It’s official: the worldwide automotive industry recession is in full swing.
Car production in Germany has tumbled to its lowest levels in 23 years, according to Bloomberg. Names like Volkswagen, BMW and Daimler produced 4.66 million cars in German factories last year, which is the weakest number since 1996.
The 9% decrease was blamed on waning demand from international markets and estimates are for deliveries to drop to 78.9 million vehicles this year, from 80.1 million in 2019.
Pollution concerns led by Volkswagen’s 2015 diesel-cheating scandal have threatened to dethrone Germany as a global manufacturing powerhouse.
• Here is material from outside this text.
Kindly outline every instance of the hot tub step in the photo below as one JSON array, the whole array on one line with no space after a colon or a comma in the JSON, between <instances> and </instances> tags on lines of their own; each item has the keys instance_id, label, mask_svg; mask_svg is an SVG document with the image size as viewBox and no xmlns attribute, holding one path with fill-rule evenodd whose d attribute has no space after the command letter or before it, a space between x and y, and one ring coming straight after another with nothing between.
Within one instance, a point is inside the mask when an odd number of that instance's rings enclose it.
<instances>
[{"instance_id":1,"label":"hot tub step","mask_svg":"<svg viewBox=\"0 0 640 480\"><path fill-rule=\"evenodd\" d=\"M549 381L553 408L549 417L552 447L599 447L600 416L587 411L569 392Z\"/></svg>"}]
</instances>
Combined with the global auto recession, trade conflicts and slowing economies, it’s a recipe for falling output.
Germany has been more susceptible to emission regulations due to the country’s propensity for making high performance vehicles. Brands like BMW, Porsche and Audi have made their names focusing on power and performance.
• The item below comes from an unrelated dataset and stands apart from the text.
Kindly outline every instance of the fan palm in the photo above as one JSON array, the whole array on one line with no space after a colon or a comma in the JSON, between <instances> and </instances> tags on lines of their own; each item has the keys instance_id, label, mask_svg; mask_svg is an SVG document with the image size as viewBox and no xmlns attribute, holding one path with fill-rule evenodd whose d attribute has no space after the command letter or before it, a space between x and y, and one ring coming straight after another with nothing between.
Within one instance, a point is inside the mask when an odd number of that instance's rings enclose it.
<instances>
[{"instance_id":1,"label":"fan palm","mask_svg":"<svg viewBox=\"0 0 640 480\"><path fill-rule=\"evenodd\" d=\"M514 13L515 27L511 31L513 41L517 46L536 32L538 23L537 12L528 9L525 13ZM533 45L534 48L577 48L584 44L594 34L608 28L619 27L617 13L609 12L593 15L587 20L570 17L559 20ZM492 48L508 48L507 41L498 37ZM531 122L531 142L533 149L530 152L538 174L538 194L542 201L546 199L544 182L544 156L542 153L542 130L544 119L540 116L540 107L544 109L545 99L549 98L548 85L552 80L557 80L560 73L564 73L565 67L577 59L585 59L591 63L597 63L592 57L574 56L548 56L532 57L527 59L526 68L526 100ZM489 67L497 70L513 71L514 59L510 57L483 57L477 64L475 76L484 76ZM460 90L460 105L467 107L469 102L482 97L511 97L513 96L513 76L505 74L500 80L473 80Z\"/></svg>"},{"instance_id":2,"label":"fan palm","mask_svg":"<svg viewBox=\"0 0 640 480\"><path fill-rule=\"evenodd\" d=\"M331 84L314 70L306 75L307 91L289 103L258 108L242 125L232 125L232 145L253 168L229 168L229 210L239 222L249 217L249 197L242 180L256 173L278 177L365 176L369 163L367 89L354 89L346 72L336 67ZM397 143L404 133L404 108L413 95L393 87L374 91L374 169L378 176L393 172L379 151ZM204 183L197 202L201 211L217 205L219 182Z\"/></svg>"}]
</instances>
Meanwhile the industry is focused on investing in cleaner vehicles and self-driving features. The market has been rewarding these companies, with ride-sharing company Uber posting a market value nearly equivalent to Daimler.
This has been leading the industry to “explore unusual projects”, according to Bloomberg:
At the CES electronics show in Las Vegas, Daimler’s Mercedes-Benz unveiled a concept car inspired by the film Avatar. The electric-powered vehicle features lateral crab-like movement and biometric controls to allow “human and machine to merge.”
The country’s domestic autos market grew 5% last year after buyers registered 3.6 million new cars, the most since 2009. But the industry expects the market to contract this year and there is anticipation of job cuts amid the transition to electric vehicles. Germany maintained its lead over Norway as Europe’s biggest EV market, after selling 63,281 EVs last year.